Contemplating Contemplation

Contemplating Contemplation

Well, I probably made a fool out of myself once again. It often happens when I am holding onto ideas, concepts, beliefs, opinions especially tightly as if they would break. And, of course, they do invariably break – out – of my mouth – for all, including me, to hear. Sometimes I feel all proud of my convictions – and sometimes maybe even rightly so. Those I quickly gather back inside for toting out on future occasions. Sometimes, however, I hear them come out as half-baked, insufficiently examined, or just as plainly foolish as they are. Those I also gather back in, this time for a serious inspection, scrubbing, polishing up, or, alas far too rarely, discarding. No wonder there is not much room for anything new to creep in.  

Long paragraph for a short point: I mentioned at a small faith group gathering my rebellion against contemplation as a practice. While acknowledging the proven medical values of meditation, I saw the recommendation to spend any more than a brief portion of spiritual life in contemplation or contemplative prayer as the antithesis of what we are called to do, i.e. to bring peace and justice to the world. For heaven’s sake, I urged, let’s get going; we have so much to do, especially we who live such privileged lives. Don’t we hear the cries? Don’t we see the suffering? Make your actions in life, not your retreat from life, the prayer.

The above was a version of what I much more briefly said last Tuesday morning. Then on Tuesday afternoon I attended a webinar entitled “Spiritual Strength in Turbulent Times” featuring NETWORK’s Simone Campbell as main speaker. And what did she focus on, my heroine of activism for peace and justice and positive change: contemplative prayer!  

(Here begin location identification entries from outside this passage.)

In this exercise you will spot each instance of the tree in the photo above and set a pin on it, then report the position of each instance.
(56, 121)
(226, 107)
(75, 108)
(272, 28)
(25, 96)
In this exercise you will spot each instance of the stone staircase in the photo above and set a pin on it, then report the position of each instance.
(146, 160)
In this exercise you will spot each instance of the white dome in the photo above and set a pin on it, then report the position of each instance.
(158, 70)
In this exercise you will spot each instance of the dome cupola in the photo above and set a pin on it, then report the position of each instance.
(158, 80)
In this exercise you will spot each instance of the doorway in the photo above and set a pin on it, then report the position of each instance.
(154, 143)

Sister Simone Campbell during NETWORK’s Nuns on the Bus tour in 2016

I’m now briefly going to relate what I heard filtered through my experiences and barriers which may or may not be what she meant. (I did take notes.) As I mentioned in my last post about Dante’s Divine Comedy, it’s best if we all go to the source, in this case her latest book, Hunger for Hope. That said, she caught people like me (and she is so wonderful she even included herself) in our narrowness immediately by urging us to experience the fresh and refreshing openness contemplation can bring. To experience that expansion, however, we need to make some room. If, for example, we have hands wrapped around one troubling experience in life or belief system or rule (hello, Catholic Church) or even tightly wrapped around something good, basking in pride or accomplishment or accolade, our hands are not open, and there is no room for the new. 

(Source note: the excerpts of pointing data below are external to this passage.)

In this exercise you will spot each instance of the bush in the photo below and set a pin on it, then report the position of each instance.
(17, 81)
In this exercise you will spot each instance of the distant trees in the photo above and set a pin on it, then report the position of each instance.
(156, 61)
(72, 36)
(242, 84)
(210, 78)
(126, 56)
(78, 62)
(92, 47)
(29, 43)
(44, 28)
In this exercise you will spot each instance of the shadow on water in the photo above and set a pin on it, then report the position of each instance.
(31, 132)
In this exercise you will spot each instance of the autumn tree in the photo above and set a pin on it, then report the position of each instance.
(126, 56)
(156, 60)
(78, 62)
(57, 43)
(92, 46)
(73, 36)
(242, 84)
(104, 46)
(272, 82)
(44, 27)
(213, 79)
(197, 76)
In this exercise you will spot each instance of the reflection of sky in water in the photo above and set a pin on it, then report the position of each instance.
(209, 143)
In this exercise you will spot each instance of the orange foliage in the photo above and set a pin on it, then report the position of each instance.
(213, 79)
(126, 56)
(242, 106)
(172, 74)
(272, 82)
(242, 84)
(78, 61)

Time spent in contemplation, on the other hand, shows us it is not all about us, what we do, what we try to control. As we sit in that silent stillness, we can just say a quiet “help” for whatever troubles us and then be quiet again and listen. Rather than an indulgent, isolating practice in self-care exercised by those privileged with ample time and resources, contemplation instead becomes a gathering in of all that needs our attention, people, places, worldviews, institutions. It becomes a conduit to recognizing more profoundly, our oneness. 

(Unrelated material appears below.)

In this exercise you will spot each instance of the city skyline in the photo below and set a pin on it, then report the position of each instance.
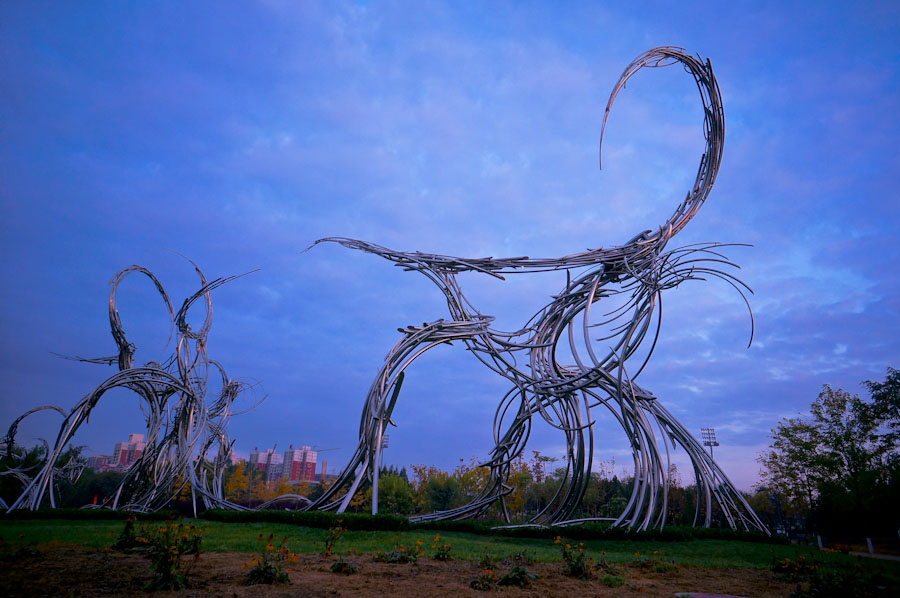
(238, 136)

Hunger for Hope: Prophetic Communities, Contemplation, and the Common Good:  Campbell, Sr. Simone: 9781626983786: Amazon.com: Books

I had never seen the practice as a way of connecting before this, but Simone Campbell affirmed our individual perceptions coming forward through this quiet inner listening as critically important to our moving forward together. As an example, she described some of the latest Nuns on the Bus trips to rural areas and hearing stories from people who have for so long felt unheard. These are the people, she said, who often keep acting out ever more stridently and desperately until we finally hear their cries and wrap them in love. When we let them break our hearts open, we can never leave them out of our prayers. This is the kind of openness and listening we have cultivated if we are practicing our own contemplative listening, and when we return to contemplation again, they will forever be in that space with us. We will all be uttering that quiet “help”, maybe even “communally weeping”, and then, and only then, can begin to act together to bring justice and peace.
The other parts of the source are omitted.